Impacts and Applications

Studying cold fires and their properties can have many practical impacts and applications. One key area is in agriculture and land management. As discussed in research from Discovery Farms, understanding cold fires allows farmers to use techniques like no-till farming that conserve nutrients and require less fertilizer (https://talkbusiness.net/2018/11/cold-fire-advanced-human-agriculture-practices-350-years-ago). This can improve sustainability and reduce environmental impacts of modern agriculture.

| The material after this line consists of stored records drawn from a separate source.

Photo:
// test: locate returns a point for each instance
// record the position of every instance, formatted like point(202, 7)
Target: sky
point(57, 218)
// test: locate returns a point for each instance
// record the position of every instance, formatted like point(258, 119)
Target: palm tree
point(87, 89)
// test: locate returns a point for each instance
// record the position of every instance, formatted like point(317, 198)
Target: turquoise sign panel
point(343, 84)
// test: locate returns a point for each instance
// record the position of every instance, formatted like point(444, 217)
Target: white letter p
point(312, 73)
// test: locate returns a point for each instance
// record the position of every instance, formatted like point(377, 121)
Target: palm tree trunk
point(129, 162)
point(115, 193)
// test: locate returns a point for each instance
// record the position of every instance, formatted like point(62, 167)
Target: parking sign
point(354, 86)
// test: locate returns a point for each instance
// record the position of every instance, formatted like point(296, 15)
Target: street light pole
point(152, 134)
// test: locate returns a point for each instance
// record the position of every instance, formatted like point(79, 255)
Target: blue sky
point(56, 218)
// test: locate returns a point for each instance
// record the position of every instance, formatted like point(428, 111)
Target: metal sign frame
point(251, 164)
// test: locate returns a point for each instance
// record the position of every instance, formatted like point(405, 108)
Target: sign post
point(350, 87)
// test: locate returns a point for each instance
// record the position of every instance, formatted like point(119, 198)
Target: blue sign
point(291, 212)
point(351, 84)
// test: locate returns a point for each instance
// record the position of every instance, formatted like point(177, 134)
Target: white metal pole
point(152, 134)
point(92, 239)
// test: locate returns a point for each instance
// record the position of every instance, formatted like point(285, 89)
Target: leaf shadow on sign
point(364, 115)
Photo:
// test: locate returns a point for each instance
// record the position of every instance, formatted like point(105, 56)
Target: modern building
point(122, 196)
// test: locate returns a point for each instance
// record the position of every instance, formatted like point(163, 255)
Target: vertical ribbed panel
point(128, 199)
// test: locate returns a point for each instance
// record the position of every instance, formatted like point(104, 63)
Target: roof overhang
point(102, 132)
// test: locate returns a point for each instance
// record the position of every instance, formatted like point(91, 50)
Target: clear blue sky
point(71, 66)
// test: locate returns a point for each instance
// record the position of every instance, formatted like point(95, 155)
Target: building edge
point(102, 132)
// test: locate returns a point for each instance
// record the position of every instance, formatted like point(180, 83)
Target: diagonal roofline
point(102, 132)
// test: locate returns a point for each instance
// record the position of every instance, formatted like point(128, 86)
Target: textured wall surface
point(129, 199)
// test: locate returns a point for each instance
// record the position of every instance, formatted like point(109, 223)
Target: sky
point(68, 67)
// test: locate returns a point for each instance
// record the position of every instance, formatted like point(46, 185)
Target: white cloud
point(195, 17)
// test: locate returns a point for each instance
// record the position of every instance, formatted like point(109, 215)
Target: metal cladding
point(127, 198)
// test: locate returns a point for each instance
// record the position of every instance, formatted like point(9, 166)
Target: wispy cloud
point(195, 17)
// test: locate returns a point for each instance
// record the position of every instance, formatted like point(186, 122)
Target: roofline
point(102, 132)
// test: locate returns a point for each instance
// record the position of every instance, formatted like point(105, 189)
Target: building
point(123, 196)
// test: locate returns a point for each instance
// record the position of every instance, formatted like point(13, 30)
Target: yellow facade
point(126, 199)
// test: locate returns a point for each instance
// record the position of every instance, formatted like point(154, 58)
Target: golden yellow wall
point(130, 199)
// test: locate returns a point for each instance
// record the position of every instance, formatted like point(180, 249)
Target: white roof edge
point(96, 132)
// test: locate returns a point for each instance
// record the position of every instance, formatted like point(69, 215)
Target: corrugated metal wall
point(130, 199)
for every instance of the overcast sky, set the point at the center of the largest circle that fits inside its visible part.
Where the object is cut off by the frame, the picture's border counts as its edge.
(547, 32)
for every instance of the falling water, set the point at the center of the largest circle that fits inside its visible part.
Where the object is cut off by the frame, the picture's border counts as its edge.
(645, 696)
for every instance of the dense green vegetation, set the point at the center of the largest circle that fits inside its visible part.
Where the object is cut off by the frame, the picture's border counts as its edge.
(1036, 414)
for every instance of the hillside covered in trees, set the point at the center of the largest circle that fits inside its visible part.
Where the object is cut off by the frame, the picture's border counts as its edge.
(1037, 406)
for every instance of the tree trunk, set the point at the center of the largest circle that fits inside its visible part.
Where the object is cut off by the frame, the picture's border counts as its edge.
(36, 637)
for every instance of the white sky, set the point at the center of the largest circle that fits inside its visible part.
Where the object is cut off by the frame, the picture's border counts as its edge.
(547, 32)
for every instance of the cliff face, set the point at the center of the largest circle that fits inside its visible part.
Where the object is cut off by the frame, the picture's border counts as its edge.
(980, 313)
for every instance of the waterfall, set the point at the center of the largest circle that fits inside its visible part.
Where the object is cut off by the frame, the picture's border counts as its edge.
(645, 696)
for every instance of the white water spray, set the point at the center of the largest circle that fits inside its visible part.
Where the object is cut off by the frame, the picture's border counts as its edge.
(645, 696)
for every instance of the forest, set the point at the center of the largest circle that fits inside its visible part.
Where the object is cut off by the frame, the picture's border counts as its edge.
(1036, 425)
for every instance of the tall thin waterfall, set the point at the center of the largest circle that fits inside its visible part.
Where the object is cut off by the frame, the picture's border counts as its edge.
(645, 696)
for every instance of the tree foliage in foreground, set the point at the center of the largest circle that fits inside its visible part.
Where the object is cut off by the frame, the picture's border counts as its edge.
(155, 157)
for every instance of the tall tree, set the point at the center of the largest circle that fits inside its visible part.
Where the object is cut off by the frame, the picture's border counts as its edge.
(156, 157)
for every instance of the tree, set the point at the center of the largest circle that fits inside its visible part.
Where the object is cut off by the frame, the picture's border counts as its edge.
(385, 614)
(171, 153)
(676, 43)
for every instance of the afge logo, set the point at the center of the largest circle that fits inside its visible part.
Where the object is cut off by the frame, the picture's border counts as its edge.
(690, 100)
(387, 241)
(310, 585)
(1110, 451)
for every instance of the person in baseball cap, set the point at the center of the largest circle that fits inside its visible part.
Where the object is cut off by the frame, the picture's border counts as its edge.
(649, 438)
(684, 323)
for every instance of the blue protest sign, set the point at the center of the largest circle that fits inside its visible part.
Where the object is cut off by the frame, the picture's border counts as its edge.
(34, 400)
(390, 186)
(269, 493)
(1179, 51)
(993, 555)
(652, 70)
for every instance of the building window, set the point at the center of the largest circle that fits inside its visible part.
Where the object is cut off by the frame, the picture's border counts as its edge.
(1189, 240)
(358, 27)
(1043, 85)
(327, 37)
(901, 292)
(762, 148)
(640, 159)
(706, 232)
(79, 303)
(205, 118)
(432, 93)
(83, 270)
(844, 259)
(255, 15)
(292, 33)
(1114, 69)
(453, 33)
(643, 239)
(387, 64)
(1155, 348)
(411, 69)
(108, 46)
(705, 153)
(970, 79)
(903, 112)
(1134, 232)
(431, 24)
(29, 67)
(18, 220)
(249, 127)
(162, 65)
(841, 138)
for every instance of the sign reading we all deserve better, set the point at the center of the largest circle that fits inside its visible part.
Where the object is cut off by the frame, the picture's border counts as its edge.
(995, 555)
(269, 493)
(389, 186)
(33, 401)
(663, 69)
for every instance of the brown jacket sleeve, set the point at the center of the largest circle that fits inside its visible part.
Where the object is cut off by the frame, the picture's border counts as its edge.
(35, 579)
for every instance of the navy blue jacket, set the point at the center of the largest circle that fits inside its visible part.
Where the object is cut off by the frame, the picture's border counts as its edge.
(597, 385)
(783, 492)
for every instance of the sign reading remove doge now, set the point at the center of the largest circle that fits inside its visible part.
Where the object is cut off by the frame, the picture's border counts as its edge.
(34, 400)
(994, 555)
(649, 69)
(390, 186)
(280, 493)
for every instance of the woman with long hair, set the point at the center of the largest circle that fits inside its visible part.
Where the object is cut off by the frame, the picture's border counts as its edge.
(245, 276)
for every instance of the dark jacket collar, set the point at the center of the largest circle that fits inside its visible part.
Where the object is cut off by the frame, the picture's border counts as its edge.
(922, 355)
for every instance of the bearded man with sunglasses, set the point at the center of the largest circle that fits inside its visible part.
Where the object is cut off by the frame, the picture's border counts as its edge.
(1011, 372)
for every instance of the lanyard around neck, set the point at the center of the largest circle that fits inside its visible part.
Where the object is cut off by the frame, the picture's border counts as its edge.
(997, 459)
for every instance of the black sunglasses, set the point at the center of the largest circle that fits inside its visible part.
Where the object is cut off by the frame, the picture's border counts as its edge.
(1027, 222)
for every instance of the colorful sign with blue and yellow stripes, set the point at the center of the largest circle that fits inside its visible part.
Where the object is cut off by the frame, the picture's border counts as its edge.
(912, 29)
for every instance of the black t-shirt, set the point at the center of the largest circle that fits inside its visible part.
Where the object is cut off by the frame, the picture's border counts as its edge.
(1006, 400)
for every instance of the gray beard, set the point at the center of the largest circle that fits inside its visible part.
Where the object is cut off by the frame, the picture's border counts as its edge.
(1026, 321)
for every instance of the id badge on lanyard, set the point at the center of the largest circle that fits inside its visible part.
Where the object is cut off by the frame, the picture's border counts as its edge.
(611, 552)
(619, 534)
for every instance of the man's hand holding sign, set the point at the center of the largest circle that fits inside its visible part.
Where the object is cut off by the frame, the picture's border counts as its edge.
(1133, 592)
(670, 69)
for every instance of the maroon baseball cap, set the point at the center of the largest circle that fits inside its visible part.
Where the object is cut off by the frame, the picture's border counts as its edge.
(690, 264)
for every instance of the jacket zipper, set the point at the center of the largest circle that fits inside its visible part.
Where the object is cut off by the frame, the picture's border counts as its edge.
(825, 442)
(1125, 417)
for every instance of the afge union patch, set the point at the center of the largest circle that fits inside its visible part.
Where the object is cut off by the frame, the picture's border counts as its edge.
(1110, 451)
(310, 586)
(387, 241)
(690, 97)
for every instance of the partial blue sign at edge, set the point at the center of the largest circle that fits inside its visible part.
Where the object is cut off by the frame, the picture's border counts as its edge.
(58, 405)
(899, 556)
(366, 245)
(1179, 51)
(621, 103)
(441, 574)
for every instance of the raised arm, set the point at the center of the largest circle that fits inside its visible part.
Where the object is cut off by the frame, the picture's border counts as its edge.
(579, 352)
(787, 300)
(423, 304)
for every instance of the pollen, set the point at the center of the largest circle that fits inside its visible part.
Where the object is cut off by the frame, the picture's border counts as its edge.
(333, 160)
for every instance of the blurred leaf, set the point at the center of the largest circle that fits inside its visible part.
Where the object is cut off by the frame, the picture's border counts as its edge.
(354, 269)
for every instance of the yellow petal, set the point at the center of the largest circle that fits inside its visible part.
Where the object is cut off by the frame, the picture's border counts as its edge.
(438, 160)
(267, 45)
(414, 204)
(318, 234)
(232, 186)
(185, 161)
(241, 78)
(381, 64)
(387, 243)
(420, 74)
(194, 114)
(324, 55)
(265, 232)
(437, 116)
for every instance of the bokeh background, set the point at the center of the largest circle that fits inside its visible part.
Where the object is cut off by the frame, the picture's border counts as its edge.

Additionally, the “Cold Fire Project” utilizes knowledge of cold fires to create healthier forests and soils by lowering wildfire risk and producing edible mushrooms (https://coldfireproject.com/index.php/who-we-are). This demonstrates how cold fire principles can be applied to improve forestry and land use.

Cold fires are also being studied as an alternative to toxic fire fighting foams that contain harmful PFAS chemicals. As discussed by RDR Technologies, cold fire fluids may provide a safer and more sustainable way to fight certain fires without releasing carcinogenic PFAS into the environment (https://rdrtechnologies.com/blog/cold-fire-the-proven-alternative-to-afff). This shows how cold fire research can lead to innovations in fire safety.

Overall, by better understanding the science of cold fires, researchers can find new ways to support agriculture, ecosystem management, fire fighting, and other fields in more sustainable and beneficial ways.

Latest Research

Recent studies have provided new insights into the properties and behavior of cold fires. In 2020, researchers at the University of Arizona published a paper examining the chemical reactions behind cold combustion (https://www.sciencedaily.com/releases/2023/10/231003104756.htm). They found that cold fires rely on oxidization reactions that occur at much lower temperatures compared to conventional fires. This discovery could lead to advances in fire safety and prevention.

Another team at the Desert Research Institute confirmed that climate change will increase wildfire risk and lengthen fire seasons (https://www.dri.edu/climate-change-will-increase-wildfire-risk-and-lengthen-fire-seasons-study-confirms/). Their models predict more days with ideal conditions for cold and hot fires alike. This underscores the need for adaptive fire management strategies.

Ongoing research on cold fires focuses on topics like early detection methods, fuel management tactics, and impacts on ecosystems (https://www.sciencedaily.com/news/earth_climate/wildfires/). As climate change worsens, controlling both hot and cold fires will become an even greater challenge.

Future Directions

Cold fire is an emerging technology with much potential and room for innovation. According to a 2014 report, future research may focus on refining cold fire agents to achieve even lower temperatures and reduced toxicity while maintaining effectiveness. Scientists aim to create cold fires that are safe for humans while still suppressing flames during firefighting. Additionally, there is interest in scaling up production of cold fire chemicals to enable large-scale deployment.

On the application side, researchers envision uses for cold fire beyond firefighting and suppression. For example, cold fire could potentially enable low-temperature controlled burning for agricultural purposes. The Coldfire Project is exploring the use of cold fire in prescribed burns to mitigate wildfire risks. Cold fire may also find industrial applications such as low-temperature welding and more efficient fuel combustion. As the technology matures, cold fire could emerge as a versatile, eco-friendly fire management solution.

Overall, cold fire represents an exciting new frontier in fire science. With continued research, there is tremendous potential to create even colder fires and find novel uses that benefit society. The next decade will likely see rapid advances as scientists refine their understanding of cold fire physics and chemistry. If these efforts succeed, humanity may gain an invaluable tool for managing fire in the 21st century.